BY MARK SCHUMANN
Responding to pressure to bring down electric rates, City of Lake Worth officials put the Florida Municipal Power Agency on notice that, rather than renewing a wholesale power agreement set to expire in 2014, they would seek alternative bids. Lake Worth officials also resolved to consider other options, including a possible sale of the city’s electric utility.
In order to buy time to fully consider long-term solutions to meeting the power needs of the city’s 22,000 customers, Lake Worth leaders went looking for the best short-term power contract they could find on the open market.
Earlier this week, the Lake Worth City Council accepted an offer from the Orlando Utilities Commission, choosing the FMPA members utility over four other bidders, including Florida Power & Light.

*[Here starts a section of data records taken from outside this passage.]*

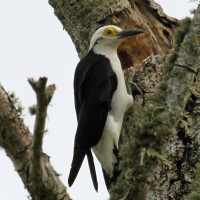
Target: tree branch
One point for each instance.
(150, 128)
(16, 140)
(44, 96)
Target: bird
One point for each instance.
(101, 100)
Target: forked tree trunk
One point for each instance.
(144, 176)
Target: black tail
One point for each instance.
(76, 164)
(92, 169)
(116, 171)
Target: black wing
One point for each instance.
(94, 85)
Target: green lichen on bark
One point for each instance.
(149, 128)
(195, 186)
(178, 39)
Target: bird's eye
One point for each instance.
(110, 31)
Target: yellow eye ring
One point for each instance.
(110, 31)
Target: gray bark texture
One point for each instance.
(160, 137)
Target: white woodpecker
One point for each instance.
(101, 99)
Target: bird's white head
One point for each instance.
(110, 37)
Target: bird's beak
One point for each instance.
(127, 33)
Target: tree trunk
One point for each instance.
(157, 130)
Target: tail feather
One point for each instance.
(92, 169)
(76, 164)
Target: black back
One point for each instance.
(94, 85)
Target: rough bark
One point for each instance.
(80, 18)
(16, 140)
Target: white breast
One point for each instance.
(121, 102)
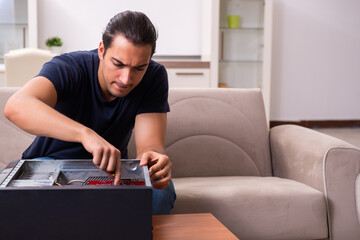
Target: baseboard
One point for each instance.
(319, 123)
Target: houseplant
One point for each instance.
(54, 44)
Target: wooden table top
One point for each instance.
(203, 226)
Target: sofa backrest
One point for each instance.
(217, 132)
(210, 132)
(13, 140)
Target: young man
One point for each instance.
(85, 105)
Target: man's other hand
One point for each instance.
(105, 156)
(159, 168)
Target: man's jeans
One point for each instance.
(162, 199)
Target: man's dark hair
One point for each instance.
(135, 26)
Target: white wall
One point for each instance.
(316, 60)
(80, 23)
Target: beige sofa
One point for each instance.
(286, 183)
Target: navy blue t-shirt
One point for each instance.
(75, 77)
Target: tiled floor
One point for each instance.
(350, 135)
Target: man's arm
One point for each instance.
(32, 109)
(150, 129)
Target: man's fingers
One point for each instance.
(97, 156)
(118, 172)
(115, 154)
(104, 160)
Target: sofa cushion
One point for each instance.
(256, 207)
(217, 132)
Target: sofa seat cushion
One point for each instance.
(256, 207)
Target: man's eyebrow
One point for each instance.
(140, 66)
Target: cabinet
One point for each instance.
(188, 77)
(242, 51)
(187, 73)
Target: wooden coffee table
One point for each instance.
(190, 227)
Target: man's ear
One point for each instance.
(101, 50)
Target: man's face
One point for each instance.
(122, 67)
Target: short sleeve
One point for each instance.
(62, 74)
(156, 92)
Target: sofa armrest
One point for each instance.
(327, 164)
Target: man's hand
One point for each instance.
(105, 156)
(159, 168)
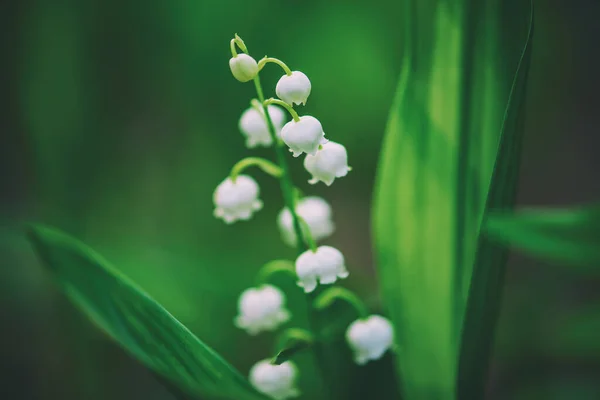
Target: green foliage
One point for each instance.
(136, 322)
(448, 133)
(571, 236)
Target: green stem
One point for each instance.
(285, 105)
(287, 186)
(308, 235)
(329, 296)
(265, 60)
(232, 46)
(265, 165)
(275, 267)
(288, 191)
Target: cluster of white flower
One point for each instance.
(237, 198)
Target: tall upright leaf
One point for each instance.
(440, 150)
(139, 324)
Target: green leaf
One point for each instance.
(136, 322)
(453, 126)
(487, 280)
(571, 235)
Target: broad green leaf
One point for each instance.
(136, 322)
(571, 235)
(487, 280)
(450, 130)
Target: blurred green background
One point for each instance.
(119, 118)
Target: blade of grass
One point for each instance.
(570, 236)
(485, 291)
(136, 322)
(440, 150)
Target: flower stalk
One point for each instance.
(287, 187)
(285, 105)
(265, 165)
(283, 66)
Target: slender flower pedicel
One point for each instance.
(253, 125)
(323, 265)
(276, 381)
(236, 200)
(370, 338)
(293, 88)
(302, 222)
(261, 309)
(317, 214)
(330, 162)
(303, 136)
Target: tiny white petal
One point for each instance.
(253, 125)
(275, 381)
(370, 338)
(294, 88)
(236, 200)
(243, 67)
(326, 264)
(303, 136)
(261, 309)
(317, 214)
(328, 163)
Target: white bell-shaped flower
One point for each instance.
(243, 67)
(294, 88)
(325, 266)
(261, 309)
(275, 381)
(330, 162)
(317, 214)
(236, 200)
(253, 125)
(303, 136)
(370, 338)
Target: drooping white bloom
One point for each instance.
(294, 88)
(261, 309)
(253, 125)
(330, 162)
(323, 266)
(370, 338)
(303, 136)
(243, 67)
(236, 200)
(276, 381)
(317, 214)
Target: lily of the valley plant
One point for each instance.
(302, 222)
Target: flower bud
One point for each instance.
(294, 88)
(236, 200)
(243, 67)
(303, 136)
(254, 127)
(315, 211)
(330, 162)
(261, 309)
(323, 266)
(275, 381)
(370, 338)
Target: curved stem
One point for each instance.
(329, 296)
(308, 235)
(285, 105)
(291, 342)
(275, 267)
(277, 61)
(287, 188)
(240, 43)
(264, 164)
(232, 46)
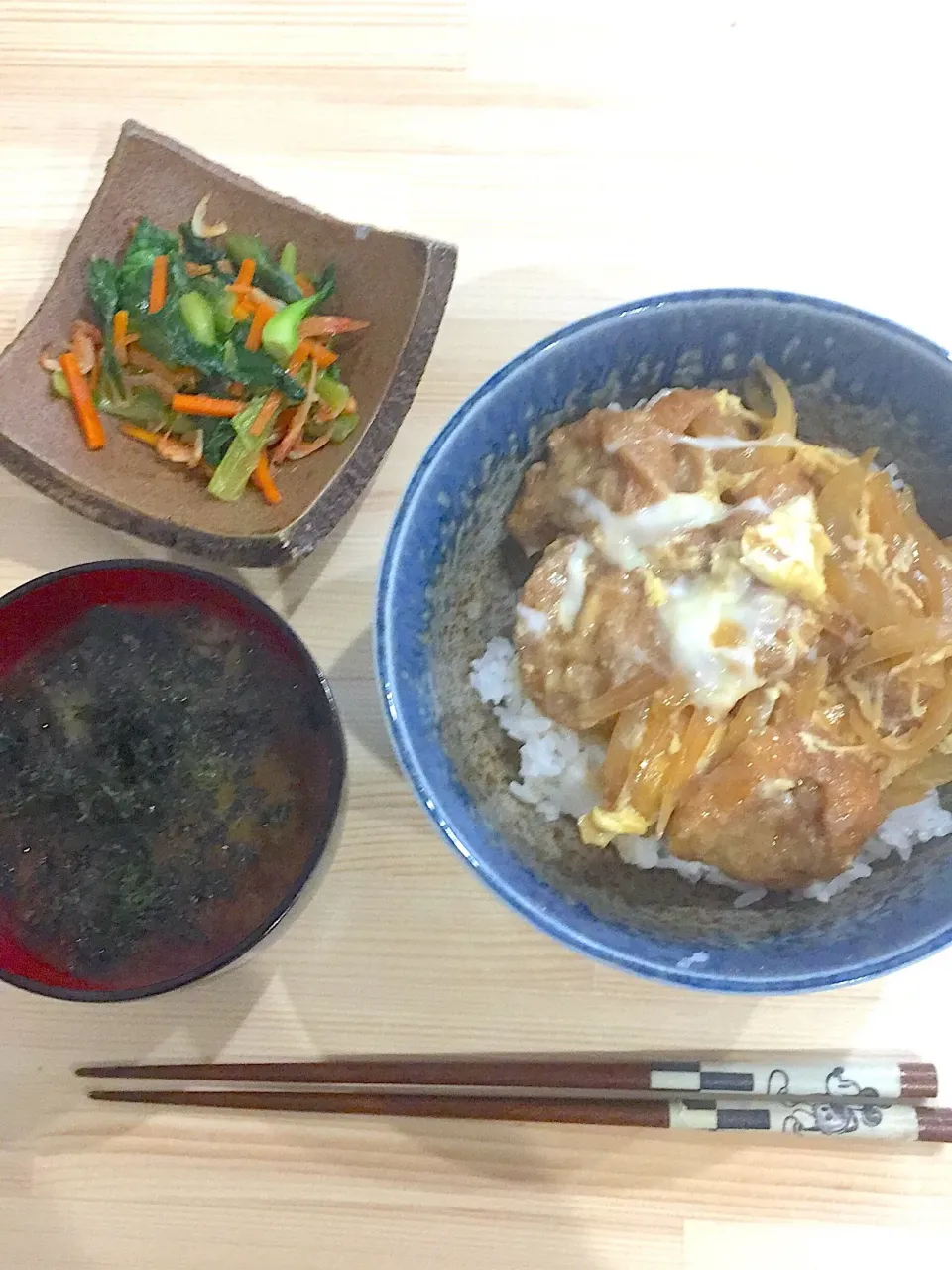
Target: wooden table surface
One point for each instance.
(576, 163)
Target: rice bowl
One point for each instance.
(448, 587)
(557, 778)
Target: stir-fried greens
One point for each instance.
(212, 353)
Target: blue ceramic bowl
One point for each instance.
(445, 587)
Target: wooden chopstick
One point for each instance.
(794, 1078)
(892, 1121)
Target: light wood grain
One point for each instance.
(579, 157)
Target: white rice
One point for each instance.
(558, 771)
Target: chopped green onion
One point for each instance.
(289, 259)
(235, 470)
(198, 317)
(333, 394)
(223, 312)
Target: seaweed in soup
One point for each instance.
(151, 792)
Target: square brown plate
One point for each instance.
(395, 281)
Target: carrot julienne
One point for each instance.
(264, 481)
(158, 284)
(308, 348)
(86, 414)
(220, 408)
(263, 314)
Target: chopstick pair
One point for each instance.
(856, 1097)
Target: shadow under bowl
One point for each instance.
(49, 606)
(398, 282)
(447, 587)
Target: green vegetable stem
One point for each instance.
(198, 317)
(235, 470)
(280, 336)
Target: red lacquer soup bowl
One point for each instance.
(172, 770)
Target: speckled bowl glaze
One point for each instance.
(447, 585)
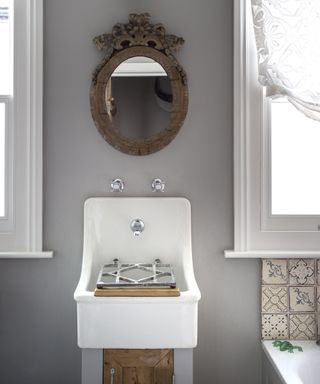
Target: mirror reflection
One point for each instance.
(139, 98)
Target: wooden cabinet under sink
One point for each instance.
(138, 366)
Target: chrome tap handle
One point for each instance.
(117, 185)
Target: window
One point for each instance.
(21, 129)
(276, 162)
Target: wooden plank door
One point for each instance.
(138, 366)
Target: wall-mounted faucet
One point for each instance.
(117, 185)
(157, 185)
(137, 226)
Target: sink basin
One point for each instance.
(137, 322)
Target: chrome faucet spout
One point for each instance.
(137, 227)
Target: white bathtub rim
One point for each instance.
(287, 365)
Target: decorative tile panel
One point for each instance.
(290, 299)
(274, 299)
(303, 327)
(302, 299)
(302, 271)
(274, 327)
(274, 271)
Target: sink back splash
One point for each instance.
(290, 299)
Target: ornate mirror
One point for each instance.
(139, 94)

Lake Worth’s deal with the OUC is for three years, with two one-year renewal options. Having solved their short-term power needs, Lake Worth officials then moved to direct the city’s Utilities Commission to explore three alternatives for lowering rates long-term.
As Lake Worth officials see it, their choices are to negotiate a less expensive long-term wholesale power contract, repower the city generating facility, or sell the electric system.
As a starting point in determining which approach would best benefit the city and its electric customers, the Lake Worth Utilities Commission will issue requests for proposals from qualified bidders who might be interested in providing wholesale power, purchasing the system outright, or running it on behalf of the city.
One option that surfaced in the recent bidding was a proposal from Wartsila North America to modernize the city’s power plant with four new gas generators, and to run the system for the city. This proposal appeared to offer the lowest rates long-term, but would require a significant upfront capital investment.
Ironically, FPL, which has a service territory adjacent to Lake Worth, and which advertises that it offers the lowest rates in the state, did not make the most competitive offer in the recent bidding.
Clearly FPL would prefer to buy the Lake Worth system, just as it is attempting to buy Vero Electric. But rather than rolling out the red carpet for FPL, as Vero Beach officials did, Lake Worth leaders are playing it cool, resolving instead to conduct a thorough, open, all-comers-welcome bidding process.
One frequent criticism of Vero Beach’s approach to selling its electric system is that the City Council never issued a formal, well-publicized request for bids. Instead, the city narrowly circulated a restrictive bid request that many feel was intended to dissuade all potential bidders with the exception of FPL.
In the case of the sale of Vero Electric, the city signed an exclusive letter of intent with FPL before ever seriously seeking other offers. When the bids to purchase Lake Worth’s system are finally in, it will be telling to discover how FPL’s offer stacks up in a competitive bidding process.
Should Lake Worth choose not to repower its plant, or to sell its system, the city will join 46 other Florida cities and power cooperatives that purchase power wholesale and then resell it to their customers.
Vero Beach City Councilman Jay Kramer has argued for more than a year now that the city of Vero Beach could run its system without a power plant, either by upgrading transmission capacity into the city, or by selling off its 22,000 county customers.
Currently, Vero Electric’s power plant is only run to meet peak loads on extremely hot or cold days. As a result, the city’s generators sit idle 88 percent of the time.
Vero Beach is much farther down the road than Lake Worth in settling on a path to lower electric rates. But unlike Lake Worth leaders, Vero Beach officials, at least the three-person Council majority of Tracy Carroll, Craig Fletcher and Pilar Turner, resolved from the beginning to get the city out of the utility business. Other options were never seriously considered.
Lake Worth leaders may be no less uncomfortable with their city’s dependence on utility revenues to help pay for the cost of running the city, but they are not loath to admit that without the utility revenue the city would have to drastically raise taxes, cut city services, or both.
With the Vero Beach City Council set to sign a binding sales contract with FPL as early as Feb. 18, the lessons that might be learned from Lake Worth’s strategy may become nothing more than historical footnotes.
On the other hand, if Lake Worth’s more deliberative approach to exploring its options, and its seeking of more qualified bidders lands them a much better deal than Vero Beach can ink with FPL, then Carroll, Fletcher and Turner may have to ditch any plans to co-author a book on effective negotiating.

Perhaps Lake Worth has benefitted a great deal from studying the way Vero Beach has handled its Power System saga….and won’t make the same mistakes. At least something good may come from our situation – for someone. There may still be a market for a book on how NOT to run a city.
There seems to be a propensity in our elected “leaders” in taking action without issuance of a “formal, well-publicized request for bids.” This seems to be the norm because lawyers are hired in this manner, the FPL possible sale has taken this route and the school district was ready to give a contract for a health care facility for its employees with the weakest documentation that I have ever read that has been issued by a government agency.
It seems as though our elected leaders do not know how the government is expected to operate in the 21st century. Maybe we could entice the Lake Worth civic leaders to move to Indian RIver County for a few years and teach our “leaders” on how to be responsible stewards of taxpayer dollars.